There are three main management strategies currently in place to mitigate New Zealand Sea Lion bycatch interactions in trawl fisheries off the Auckland Islands:

1) Input controls: a Marine Mammal Sanctuary and Marine Reserve surrounding the Auckland Islands extending 22.2 km offshore, within which no trawling or any other form of fishing is allowed. However, satellite tracking data indicate that this closure only protects a small part of the foraging areas of adult females (Chilvers et al. 2005, Chilvers 2009).

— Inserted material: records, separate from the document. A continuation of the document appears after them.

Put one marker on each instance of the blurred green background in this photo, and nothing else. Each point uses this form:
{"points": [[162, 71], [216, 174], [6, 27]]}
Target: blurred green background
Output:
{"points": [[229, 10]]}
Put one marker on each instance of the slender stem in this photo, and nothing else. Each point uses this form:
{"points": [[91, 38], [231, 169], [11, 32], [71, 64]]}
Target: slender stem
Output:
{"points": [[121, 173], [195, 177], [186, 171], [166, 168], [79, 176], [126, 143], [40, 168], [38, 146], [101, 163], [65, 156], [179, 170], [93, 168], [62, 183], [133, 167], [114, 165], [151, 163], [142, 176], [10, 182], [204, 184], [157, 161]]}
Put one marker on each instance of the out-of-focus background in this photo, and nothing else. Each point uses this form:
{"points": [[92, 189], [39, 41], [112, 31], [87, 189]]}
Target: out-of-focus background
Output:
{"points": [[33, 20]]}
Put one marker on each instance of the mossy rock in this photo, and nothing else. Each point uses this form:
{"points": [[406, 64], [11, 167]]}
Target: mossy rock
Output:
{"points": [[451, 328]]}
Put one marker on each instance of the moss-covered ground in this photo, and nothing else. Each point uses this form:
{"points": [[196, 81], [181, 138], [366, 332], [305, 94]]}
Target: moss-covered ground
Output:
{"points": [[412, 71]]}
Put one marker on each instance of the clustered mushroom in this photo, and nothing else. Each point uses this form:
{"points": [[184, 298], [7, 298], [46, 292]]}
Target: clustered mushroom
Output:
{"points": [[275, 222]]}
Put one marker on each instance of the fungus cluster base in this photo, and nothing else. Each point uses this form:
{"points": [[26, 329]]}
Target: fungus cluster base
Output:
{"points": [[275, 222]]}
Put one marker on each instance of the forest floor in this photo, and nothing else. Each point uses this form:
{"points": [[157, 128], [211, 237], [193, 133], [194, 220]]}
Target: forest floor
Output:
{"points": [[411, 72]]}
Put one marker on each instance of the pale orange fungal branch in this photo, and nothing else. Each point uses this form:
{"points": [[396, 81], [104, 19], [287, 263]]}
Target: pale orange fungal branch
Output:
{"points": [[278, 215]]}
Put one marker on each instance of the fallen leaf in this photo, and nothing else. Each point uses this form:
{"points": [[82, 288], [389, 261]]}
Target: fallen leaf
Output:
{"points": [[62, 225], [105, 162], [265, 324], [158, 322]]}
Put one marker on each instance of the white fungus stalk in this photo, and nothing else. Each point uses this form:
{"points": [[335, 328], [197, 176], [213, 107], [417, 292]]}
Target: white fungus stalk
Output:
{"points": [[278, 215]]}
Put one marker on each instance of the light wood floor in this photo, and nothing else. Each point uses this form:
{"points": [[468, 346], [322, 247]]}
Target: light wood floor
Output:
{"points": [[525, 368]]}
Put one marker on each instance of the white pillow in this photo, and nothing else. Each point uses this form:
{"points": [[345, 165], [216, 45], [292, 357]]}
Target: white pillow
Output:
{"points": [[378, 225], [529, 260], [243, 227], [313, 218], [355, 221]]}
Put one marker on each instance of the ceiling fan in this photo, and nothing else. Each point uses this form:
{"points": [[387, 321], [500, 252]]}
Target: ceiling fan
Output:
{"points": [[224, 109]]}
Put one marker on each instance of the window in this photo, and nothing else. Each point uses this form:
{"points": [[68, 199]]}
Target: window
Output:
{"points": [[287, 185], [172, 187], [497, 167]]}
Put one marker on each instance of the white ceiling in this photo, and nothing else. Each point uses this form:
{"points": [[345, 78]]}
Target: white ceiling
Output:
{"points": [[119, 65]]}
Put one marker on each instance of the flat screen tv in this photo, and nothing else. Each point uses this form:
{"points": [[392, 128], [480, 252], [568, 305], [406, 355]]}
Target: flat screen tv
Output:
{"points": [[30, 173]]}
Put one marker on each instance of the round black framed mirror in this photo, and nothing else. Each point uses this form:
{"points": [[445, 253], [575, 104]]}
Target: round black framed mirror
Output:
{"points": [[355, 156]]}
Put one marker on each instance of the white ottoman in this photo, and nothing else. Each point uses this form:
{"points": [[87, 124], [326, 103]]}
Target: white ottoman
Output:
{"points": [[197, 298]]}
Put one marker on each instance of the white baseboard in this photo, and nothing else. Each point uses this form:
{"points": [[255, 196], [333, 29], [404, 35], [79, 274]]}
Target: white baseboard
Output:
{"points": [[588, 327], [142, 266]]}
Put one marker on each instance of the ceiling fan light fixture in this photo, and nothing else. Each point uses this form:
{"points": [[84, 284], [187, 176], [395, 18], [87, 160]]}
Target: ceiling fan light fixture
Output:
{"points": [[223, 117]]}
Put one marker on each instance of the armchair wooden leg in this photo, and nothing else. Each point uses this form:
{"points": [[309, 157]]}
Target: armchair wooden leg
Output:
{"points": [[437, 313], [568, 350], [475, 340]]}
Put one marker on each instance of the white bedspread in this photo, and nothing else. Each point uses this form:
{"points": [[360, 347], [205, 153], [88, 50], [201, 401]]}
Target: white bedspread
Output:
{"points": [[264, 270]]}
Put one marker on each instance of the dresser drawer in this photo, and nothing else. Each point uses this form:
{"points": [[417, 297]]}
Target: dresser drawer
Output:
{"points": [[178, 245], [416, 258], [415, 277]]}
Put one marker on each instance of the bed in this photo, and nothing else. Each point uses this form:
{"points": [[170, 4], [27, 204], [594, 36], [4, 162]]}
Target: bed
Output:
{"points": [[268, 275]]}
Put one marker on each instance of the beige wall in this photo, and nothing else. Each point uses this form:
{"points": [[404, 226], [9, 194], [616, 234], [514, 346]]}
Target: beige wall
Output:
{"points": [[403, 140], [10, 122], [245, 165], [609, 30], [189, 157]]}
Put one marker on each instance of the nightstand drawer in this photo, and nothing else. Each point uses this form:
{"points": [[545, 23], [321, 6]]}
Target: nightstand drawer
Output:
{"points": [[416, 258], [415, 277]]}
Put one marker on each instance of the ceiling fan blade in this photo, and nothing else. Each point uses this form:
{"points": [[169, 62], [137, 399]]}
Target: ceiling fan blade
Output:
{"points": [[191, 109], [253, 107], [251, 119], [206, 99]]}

2) Output controls: restrict the number of New Zealand Sea Lions the trawl fishery may kill incidentally within designated fishery management zones before the zone is closed for the season (Chilvers 2008).

3) Sea Lion exclusion devices (SLEDs): SLEDs were introduced to the fishery in 2001. A SLED is a metal grid fixed inside the trawl net that allows smaller objects, such as squid, to pass into the cod-end, while larger objects are directed to an escape hatch opening. There is uncertainty about the efficacy of SLEDs and the overall impact of fishery interactions on New Zealand Sea Lion populations.